Size of target domain

Question

Size of target domain

jsetty opened this issue 3 years ago · comments

Jayanth Siddamsetty commented 3 years ago

I have a training set with 50k source images and 1k target images. Is DANN a good approach for this use case? If not, what is your recommendation?

fungtion · Answer 1 · Thu May 05 2022 09:21:52 GMT+0800 (China Standard Time)

It's decieded not only by the number, but also the similarity between the source and target images, the bigger differences, the more data needed.

Renato Fuzaro Miotto · Answer 2 · Thu Sep 22 2022 04:18:26 GMT+0800 (China Standard Time)
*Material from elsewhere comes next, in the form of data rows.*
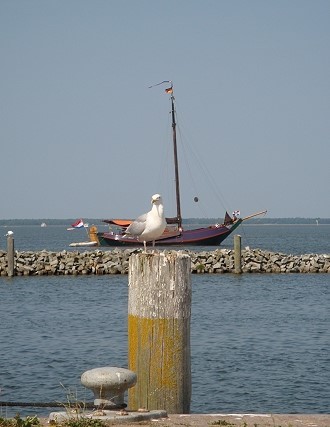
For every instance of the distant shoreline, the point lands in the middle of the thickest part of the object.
(188, 221)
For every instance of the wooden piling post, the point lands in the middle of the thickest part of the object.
(159, 311)
(237, 254)
(10, 256)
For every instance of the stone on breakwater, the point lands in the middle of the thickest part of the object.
(116, 262)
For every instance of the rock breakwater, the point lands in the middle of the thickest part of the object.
(116, 262)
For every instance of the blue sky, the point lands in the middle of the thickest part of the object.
(83, 136)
All works I've seen applying this UDA technique considers more or less the same number of data in source and target domains. Now, I am working on a project in which the number of source images is much greater than the target. I am not sure if this is a problem, though.

The only thing is that, by setting num_batches = min(len(train_loader), len(target_loader)) and looping over num_batches as:

for epoch in range(NUM_EPOCHS):
    for batch_index in range(num_batches):
        # forward
        # backward

it would require many "epochs" (maybe calling it "iteration" would be better) to go though the entire training set.

I think it is possible to loop over the entire training set (i.e., num_batches = len(train_loader)), but force the target data to repeat itself multiple times for a given "epoch". To do that, you can use the cycle function from itertools like target_loader = cycle(iter(target_loader)). Then, you could use some data augmentation technique to go around the problem of repeating the target data. Does is make sense?

Jayanth Siddamsetty · Answer 3 · Thu Sep 22 2022 04:46:37 GMT+0800 (China Standard Time)

Does is make sense?

Yes, thanks!